Code Monkey home page Code Monkey logo

test-'s Introduction

One-shot Subgraph Reasoning

Official code for the paper "Less is More: One-shot Subgraph Reasoning on Large-scale Knowledge Graphs" (ICLR 2024).

Introduction

Background: To deduce new facts on a knowledge graph (KG), a link predictor learns from the graph structure and collects local evidence to find the answer to a given query. However, existing methods suffer from a severe scalability problem due to the utilization of the whole KG for prediction, which hinders their promise on large scale KGs and cannot be directly addressed by vanilla sampling methods.

Design: In this work, we propose the one-shot-subgraph link prediction to achieve efficient and adaptive prediction. The design principle is that, instead of directly acting on the whole KG, the prediction procedure is decoupled into two steps (as shown below), i.e.,

  • (i) extracting only one subgraph according to the query
  • (ii) predicting on this single, query dependent subgraph.

Contributions: We reveal that the non-parametric and computation-efficient heuristics Personalized PageRank (PPR) can effectively identify the potential answers and supporting evidence.
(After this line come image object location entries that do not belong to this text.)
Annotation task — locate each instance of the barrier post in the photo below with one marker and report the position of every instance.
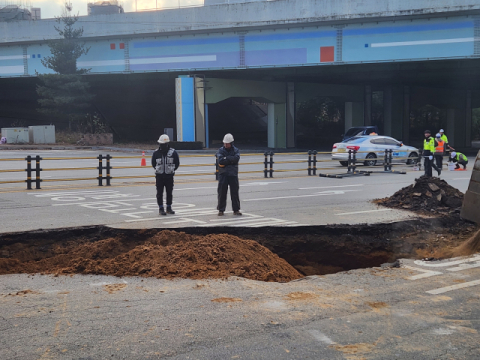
(265, 171)
(390, 160)
(29, 172)
(37, 172)
(309, 162)
(271, 163)
(108, 157)
(100, 170)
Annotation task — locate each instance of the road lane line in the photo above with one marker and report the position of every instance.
(448, 263)
(324, 193)
(426, 273)
(321, 337)
(363, 212)
(453, 287)
(328, 187)
(462, 267)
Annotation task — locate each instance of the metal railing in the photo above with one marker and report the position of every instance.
(103, 172)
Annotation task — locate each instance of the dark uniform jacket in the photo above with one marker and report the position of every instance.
(165, 164)
(228, 161)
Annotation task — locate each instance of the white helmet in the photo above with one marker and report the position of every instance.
(163, 139)
(228, 138)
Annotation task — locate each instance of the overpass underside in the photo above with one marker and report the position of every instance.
(297, 107)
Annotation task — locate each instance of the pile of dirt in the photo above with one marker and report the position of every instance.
(165, 254)
(428, 195)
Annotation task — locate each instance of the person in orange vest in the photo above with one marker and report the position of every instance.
(439, 150)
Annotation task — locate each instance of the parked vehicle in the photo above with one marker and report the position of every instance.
(359, 131)
(371, 149)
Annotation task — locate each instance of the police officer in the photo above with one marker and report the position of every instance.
(228, 157)
(439, 150)
(459, 158)
(428, 151)
(445, 140)
(165, 161)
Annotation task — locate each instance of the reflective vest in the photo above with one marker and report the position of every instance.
(461, 157)
(439, 150)
(167, 167)
(429, 145)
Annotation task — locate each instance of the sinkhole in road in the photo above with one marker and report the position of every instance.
(266, 254)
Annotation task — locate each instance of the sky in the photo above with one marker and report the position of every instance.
(52, 8)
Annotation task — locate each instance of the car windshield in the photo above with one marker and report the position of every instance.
(355, 140)
(354, 131)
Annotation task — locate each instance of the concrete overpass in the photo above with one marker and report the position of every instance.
(280, 53)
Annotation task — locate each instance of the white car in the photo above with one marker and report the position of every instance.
(371, 149)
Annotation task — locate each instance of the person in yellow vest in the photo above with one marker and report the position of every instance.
(428, 151)
(459, 158)
(439, 150)
(445, 140)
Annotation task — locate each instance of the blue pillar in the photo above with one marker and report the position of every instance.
(185, 103)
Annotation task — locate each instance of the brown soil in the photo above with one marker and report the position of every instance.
(426, 196)
(164, 254)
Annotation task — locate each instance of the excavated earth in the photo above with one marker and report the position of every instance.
(265, 254)
(426, 196)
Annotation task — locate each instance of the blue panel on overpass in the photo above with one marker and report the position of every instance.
(440, 38)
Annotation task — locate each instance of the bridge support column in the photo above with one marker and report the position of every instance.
(368, 105)
(190, 105)
(290, 120)
(468, 119)
(277, 126)
(353, 114)
(406, 114)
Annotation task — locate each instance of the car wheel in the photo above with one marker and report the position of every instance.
(412, 158)
(370, 162)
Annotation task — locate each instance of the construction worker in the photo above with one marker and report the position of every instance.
(439, 150)
(165, 161)
(445, 140)
(428, 151)
(228, 157)
(459, 158)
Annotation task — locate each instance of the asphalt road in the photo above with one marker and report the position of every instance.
(420, 311)
(414, 312)
(287, 199)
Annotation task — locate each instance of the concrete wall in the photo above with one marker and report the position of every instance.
(235, 16)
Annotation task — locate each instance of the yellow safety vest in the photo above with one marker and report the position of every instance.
(429, 145)
(440, 147)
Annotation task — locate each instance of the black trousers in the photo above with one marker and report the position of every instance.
(428, 166)
(461, 162)
(223, 183)
(167, 183)
(439, 161)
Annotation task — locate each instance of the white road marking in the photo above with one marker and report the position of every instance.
(462, 267)
(323, 193)
(317, 335)
(329, 187)
(363, 212)
(426, 273)
(448, 263)
(454, 287)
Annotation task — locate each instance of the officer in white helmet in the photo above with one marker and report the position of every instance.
(228, 157)
(165, 161)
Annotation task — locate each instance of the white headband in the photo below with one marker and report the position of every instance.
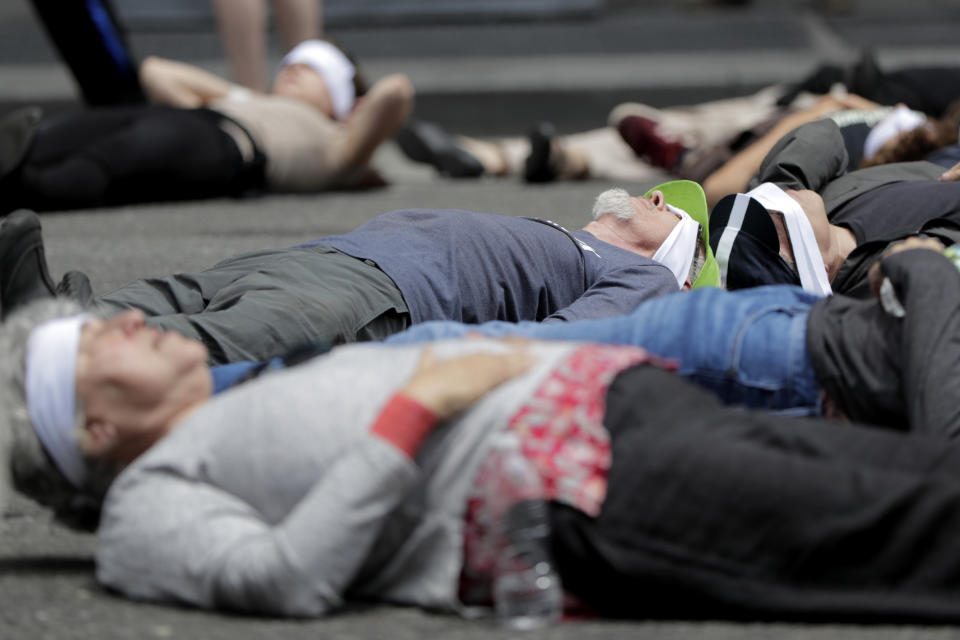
(676, 252)
(51, 383)
(806, 251)
(336, 69)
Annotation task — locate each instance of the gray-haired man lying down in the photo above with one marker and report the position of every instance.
(407, 267)
(353, 476)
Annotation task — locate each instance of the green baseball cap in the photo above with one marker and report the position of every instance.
(688, 195)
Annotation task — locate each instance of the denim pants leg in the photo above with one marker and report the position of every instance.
(748, 346)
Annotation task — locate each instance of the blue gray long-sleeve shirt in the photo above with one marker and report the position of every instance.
(474, 267)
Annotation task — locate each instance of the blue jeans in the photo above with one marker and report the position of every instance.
(748, 346)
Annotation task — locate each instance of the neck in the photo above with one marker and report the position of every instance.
(620, 234)
(843, 242)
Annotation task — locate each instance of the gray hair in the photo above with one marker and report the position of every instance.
(615, 202)
(23, 460)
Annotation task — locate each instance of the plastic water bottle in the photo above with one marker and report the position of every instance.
(526, 588)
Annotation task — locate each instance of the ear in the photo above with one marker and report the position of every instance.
(658, 199)
(99, 436)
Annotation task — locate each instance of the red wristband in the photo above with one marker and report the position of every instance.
(404, 423)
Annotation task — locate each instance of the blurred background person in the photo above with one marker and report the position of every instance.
(243, 30)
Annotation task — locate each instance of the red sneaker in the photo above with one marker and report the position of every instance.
(643, 136)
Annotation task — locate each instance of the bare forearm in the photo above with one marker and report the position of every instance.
(180, 85)
(381, 112)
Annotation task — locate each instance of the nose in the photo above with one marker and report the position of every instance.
(129, 321)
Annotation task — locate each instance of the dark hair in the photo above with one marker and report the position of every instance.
(360, 86)
(917, 143)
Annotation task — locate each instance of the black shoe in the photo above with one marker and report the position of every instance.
(429, 143)
(17, 130)
(539, 166)
(76, 285)
(23, 266)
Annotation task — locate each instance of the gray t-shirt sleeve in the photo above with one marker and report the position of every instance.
(809, 157)
(618, 292)
(208, 548)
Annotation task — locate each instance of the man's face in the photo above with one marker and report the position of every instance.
(653, 219)
(301, 82)
(136, 377)
(813, 208)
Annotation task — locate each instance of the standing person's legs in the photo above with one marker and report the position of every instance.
(91, 42)
(264, 304)
(720, 512)
(297, 20)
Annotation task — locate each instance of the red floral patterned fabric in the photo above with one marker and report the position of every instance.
(561, 432)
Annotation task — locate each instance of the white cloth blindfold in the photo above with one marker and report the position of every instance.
(51, 381)
(806, 251)
(336, 69)
(676, 252)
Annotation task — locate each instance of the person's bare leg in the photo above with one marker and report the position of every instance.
(298, 20)
(242, 25)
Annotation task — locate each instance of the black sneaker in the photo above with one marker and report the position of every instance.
(23, 266)
(540, 165)
(76, 285)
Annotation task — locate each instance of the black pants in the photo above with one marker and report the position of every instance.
(716, 512)
(264, 304)
(93, 44)
(122, 155)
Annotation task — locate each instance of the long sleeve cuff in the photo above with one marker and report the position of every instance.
(404, 423)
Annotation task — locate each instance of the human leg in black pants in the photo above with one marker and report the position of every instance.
(714, 512)
(123, 155)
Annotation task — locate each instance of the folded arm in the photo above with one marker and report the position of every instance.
(927, 286)
(378, 115)
(178, 84)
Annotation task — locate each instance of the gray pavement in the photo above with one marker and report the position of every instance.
(484, 78)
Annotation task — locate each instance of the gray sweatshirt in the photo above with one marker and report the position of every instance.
(276, 498)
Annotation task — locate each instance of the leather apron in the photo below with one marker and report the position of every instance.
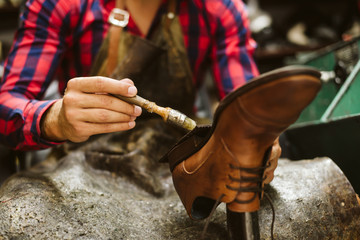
(158, 66)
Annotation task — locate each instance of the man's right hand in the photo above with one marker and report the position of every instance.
(87, 109)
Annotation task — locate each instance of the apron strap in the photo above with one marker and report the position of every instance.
(114, 37)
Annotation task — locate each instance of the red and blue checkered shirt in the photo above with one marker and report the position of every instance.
(59, 39)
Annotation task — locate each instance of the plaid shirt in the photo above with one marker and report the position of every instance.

With efficient subgraph-based prediction, we further introduce the automated searching of the optimal configurations in both data and model spaces.

Dependencies

  • torch
  • torch_scatter
  • numpy
  • scipy
  • sklearn
  • networkx
  • tqdm
  • pickle

Specifically, in experiments, we use torch 2.2.1, torch_scatte 2.1.2+pt22cu121, numpy 1.26.4, scipy 1.12.0, sklearn 1.4.1.post1, and networkx 3.2.1.

Implementation of PPR

Details can be found in function PPR_sampler.py/generatePPRScoresForOneEntity().

Method-1: using network-x

scores = nx.pagerank(self.homoTrainGraph, personalization={h: 1})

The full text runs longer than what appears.